Stephen Cosgrove

Personal information
- Full name: Stephen Cosgrove
- Date of birth: 29 December 1980 (age 44)
- Place of birth: Glasgow, Scotland
- Position(s): Midfielder

Youth career
- 1997–1999: Manchester United

Senior career*
- Years: Team / Apps / (Gls)
- 1999–2001: Manchester United / 0 / (0)
- 2001–2002: Motherwell / 2 / (0)
- 2002: → Stirling Albion (loan) / 10 / (0)
- 2002–2003: Clyde / 20 / (0)
- 2003–2005: Gretna / 9 / (1)
- 2004: → Stenhousemuir (loan) / 14 / (0)

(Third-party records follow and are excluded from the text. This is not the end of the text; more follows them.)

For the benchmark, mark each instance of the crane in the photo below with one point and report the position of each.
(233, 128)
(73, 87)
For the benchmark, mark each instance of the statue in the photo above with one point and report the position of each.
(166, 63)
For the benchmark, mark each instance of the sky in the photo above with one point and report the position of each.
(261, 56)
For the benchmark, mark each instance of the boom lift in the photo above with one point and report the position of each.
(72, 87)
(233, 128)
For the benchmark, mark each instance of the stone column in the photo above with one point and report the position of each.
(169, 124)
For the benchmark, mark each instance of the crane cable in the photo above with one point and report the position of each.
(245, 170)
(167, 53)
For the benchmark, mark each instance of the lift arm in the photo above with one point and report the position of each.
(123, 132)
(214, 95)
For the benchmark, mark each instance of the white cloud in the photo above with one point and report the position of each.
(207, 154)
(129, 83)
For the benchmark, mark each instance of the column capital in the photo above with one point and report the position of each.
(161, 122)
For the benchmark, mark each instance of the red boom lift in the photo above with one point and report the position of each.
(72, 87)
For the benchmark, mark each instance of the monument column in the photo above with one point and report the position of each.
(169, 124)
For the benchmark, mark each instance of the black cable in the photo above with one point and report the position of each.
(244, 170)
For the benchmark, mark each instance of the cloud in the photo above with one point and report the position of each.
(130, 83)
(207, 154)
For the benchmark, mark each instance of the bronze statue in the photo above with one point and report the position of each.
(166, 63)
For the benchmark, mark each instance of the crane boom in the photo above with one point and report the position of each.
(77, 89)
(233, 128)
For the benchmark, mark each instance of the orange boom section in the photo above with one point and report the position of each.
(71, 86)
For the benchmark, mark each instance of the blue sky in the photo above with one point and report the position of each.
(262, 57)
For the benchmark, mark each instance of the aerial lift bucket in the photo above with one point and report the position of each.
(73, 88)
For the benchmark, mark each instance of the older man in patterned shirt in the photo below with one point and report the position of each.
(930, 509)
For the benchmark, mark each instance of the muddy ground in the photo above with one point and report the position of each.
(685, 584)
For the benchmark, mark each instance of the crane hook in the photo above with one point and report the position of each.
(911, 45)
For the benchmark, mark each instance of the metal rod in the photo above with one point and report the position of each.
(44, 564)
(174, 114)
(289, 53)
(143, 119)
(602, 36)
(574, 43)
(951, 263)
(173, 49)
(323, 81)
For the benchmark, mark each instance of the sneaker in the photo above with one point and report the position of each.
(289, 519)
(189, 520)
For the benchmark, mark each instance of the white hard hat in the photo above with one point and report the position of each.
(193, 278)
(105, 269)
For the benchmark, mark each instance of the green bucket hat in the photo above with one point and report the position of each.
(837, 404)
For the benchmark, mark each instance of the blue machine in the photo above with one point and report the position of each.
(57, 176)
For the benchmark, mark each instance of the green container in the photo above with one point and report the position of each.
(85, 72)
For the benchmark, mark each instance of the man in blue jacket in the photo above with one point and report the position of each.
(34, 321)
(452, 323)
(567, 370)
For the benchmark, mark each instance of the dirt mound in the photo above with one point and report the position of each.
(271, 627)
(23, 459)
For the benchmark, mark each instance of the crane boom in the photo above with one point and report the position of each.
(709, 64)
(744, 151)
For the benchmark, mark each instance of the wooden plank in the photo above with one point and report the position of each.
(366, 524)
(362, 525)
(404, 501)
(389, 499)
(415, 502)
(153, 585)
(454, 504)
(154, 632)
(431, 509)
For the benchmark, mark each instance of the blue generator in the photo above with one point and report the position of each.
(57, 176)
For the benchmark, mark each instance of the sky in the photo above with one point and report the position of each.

= Stephen Cosgrove (footballer) =

Scottish footballer

Stephen Cosgrove (born 29 December 1980 in Glasgow), is a Scottish footballer, who plays as a midfielder.

==Club career==
Cosgrove began his career with Manchester United. After an unsuccessful trial with Ipswich Town, he returned to Scotland in 2001 to join Motherwell, where he made a handful of appearances. He was one of 19 players controversially released by the Lanarkshire side when they entered into administration in April 2002. Stephen then joined Clyde where he featured in the team which finished runners up in the Scottish First Division. He then left Clyde to join ambitious Gretna, where he played for two years.